Des enquêtes montrent que le climat des affaires en France s’est amélioré grâce à des baisses d’impôts sur les sociétés et à des réformes sur le marché du travail mises en place par Macron, mais l’industrie reste en berne et le déficit commercial des produits industriels se creuse.
Patrick Artus, économiste principal à Natixis, fait valoir que la France doit s’inspirer de l’Allemagne, qui a conservé sur son territoire les branches les plus lucratives de sa puissance industrielle, notamment son réseau de PME, la construction automobile et les initiatives en recherche et développement.
“Le juste milieu”
Au lieu de distribuer de l’argent, la France doit réduire plus encore les impôts sur les sociétés, dont le total annuel est supérieur de 50 milliards d’euros à celui de l’Allemagne, mais aussi améliorer les compétences techniques, et risquer plus d’argent public pour financer les innovations et les start-up de pointe.

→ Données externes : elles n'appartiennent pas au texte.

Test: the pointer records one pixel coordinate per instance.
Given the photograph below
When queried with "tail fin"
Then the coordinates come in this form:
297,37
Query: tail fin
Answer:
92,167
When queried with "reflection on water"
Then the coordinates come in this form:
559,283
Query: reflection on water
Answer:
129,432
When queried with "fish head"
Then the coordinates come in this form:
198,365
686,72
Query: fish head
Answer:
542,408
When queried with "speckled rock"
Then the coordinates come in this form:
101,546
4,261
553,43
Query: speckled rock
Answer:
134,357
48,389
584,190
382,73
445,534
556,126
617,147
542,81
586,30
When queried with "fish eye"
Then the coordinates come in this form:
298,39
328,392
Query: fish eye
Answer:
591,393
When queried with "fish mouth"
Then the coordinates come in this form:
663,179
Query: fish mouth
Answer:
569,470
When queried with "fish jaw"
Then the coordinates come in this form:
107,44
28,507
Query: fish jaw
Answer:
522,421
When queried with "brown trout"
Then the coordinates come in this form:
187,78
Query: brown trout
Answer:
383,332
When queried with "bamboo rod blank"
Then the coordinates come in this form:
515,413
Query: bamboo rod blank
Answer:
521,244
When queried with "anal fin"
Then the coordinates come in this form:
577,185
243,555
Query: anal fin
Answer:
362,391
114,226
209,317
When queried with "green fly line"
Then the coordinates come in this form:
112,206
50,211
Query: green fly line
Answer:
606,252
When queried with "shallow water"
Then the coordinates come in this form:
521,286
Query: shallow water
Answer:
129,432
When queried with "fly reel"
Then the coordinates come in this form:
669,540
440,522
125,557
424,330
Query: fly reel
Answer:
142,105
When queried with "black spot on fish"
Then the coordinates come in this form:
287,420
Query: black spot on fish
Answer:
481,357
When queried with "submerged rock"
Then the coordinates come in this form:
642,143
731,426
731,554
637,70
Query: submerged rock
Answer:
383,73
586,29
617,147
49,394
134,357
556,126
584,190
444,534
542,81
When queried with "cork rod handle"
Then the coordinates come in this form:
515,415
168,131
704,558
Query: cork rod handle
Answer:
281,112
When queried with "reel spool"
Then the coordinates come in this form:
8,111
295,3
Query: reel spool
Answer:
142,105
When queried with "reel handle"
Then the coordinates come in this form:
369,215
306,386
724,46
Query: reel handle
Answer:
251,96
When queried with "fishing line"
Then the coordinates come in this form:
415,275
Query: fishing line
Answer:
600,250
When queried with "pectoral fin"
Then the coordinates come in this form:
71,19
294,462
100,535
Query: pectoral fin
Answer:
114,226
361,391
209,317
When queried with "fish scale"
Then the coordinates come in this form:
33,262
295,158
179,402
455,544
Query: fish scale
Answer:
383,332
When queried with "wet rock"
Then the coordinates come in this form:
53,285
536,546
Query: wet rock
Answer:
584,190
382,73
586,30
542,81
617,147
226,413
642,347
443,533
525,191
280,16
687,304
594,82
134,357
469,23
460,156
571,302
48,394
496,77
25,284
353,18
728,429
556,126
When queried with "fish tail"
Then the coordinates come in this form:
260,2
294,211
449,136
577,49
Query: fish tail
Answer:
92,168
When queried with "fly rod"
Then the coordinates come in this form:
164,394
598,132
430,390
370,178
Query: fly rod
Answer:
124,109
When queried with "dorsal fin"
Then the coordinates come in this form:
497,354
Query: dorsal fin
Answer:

“Il est possible de mettre en œuvre un grand nombre de délocalisations sans renoncer à la protection de l’industrie nationale, affirme Gilles Moëc, économiste principal pour l’assureur Axa. Étant favorable au libre-échange, je ne pense pas qu’il faille abandonner l’idée que, dans l’ensemble, le commerce international est une bonne chose, et il repose sur la spécialisation. On ne saura pas tout mieux faire sur notre territoire national.”
À Charlieu, Antoine Saint-Pierre n’est qu’à moitié d’accord. Selon lui, il serait “fou de dire que toute la production doit être rapatriée en France”. Mais il fait aussi valoir que de nombreux procédés industriels peuvent être relocalisés, pour ainsi créer des milliers d’emplois et réduire l’impact environnemental de la production. “Nous n’avons pas besoin d’inverser la mondialisation, il nous faut simplement trouver le juste milieu”, résume-t-il.